没落令嬢のおかしな運命~餌付けしたら溺愛されるなんて聞いてません!~
社交界デビューしてからは公の場でしかエードリヒ様と会う機会がなかった。お互い大人になったし、彼は王子殿下だから子供の頃とは違って敬わなくてはいけない。

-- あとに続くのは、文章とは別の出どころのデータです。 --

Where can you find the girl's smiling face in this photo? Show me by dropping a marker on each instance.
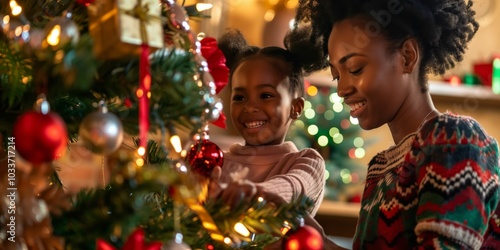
(261, 103)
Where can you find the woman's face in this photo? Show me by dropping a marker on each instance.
(370, 79)
(261, 103)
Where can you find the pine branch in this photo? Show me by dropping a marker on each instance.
(15, 75)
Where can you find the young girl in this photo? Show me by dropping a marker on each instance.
(266, 97)
(438, 186)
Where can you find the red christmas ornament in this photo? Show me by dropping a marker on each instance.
(85, 2)
(40, 137)
(204, 156)
(134, 242)
(306, 237)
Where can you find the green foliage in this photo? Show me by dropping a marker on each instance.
(331, 125)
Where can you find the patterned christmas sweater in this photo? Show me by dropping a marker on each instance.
(437, 189)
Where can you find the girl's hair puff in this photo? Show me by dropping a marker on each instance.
(296, 54)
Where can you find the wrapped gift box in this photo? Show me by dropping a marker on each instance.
(117, 31)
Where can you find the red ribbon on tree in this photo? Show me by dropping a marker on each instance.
(217, 67)
(144, 94)
(134, 242)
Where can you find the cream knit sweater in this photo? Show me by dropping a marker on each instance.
(281, 169)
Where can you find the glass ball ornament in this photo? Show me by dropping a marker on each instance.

周りの貴族に倣って、私も言葉を慎むようにしていたのだけど。……エードリヒ様はそれが気に食わないらしい。
「そうは仰いましても」
「頼む、シュゼット。私と君との仲じゃないか」
「……分かりま、分かったわ」
観念したように私が肩を竦めてみせると、エードリヒ様はぱっと表情を輝かせる。
「ありがとう。実はずっと気になっていたし、二人きりで話せるのも久々だからいろいろと嬉しい。これで秘宝の件に専念できる」
「秘宝の件は早く解決して欲しいわ。お父様が過労で倒れてしまうかもしれなくて……心配しているの」
「一刻も早く事件解決へ導こう。それと侯爵には一度屋敷に帰って休むように言い聞かせておく。娘にこれ以上心配を掛けさせるなと小言も加えてな」
「ふふっ。必ずそうしてね」
私がくすくすと笑っているとエードリヒ様は懐かしむように目を細める。
それから流れるように、私の右手を掬い取って甲にキスを落とす。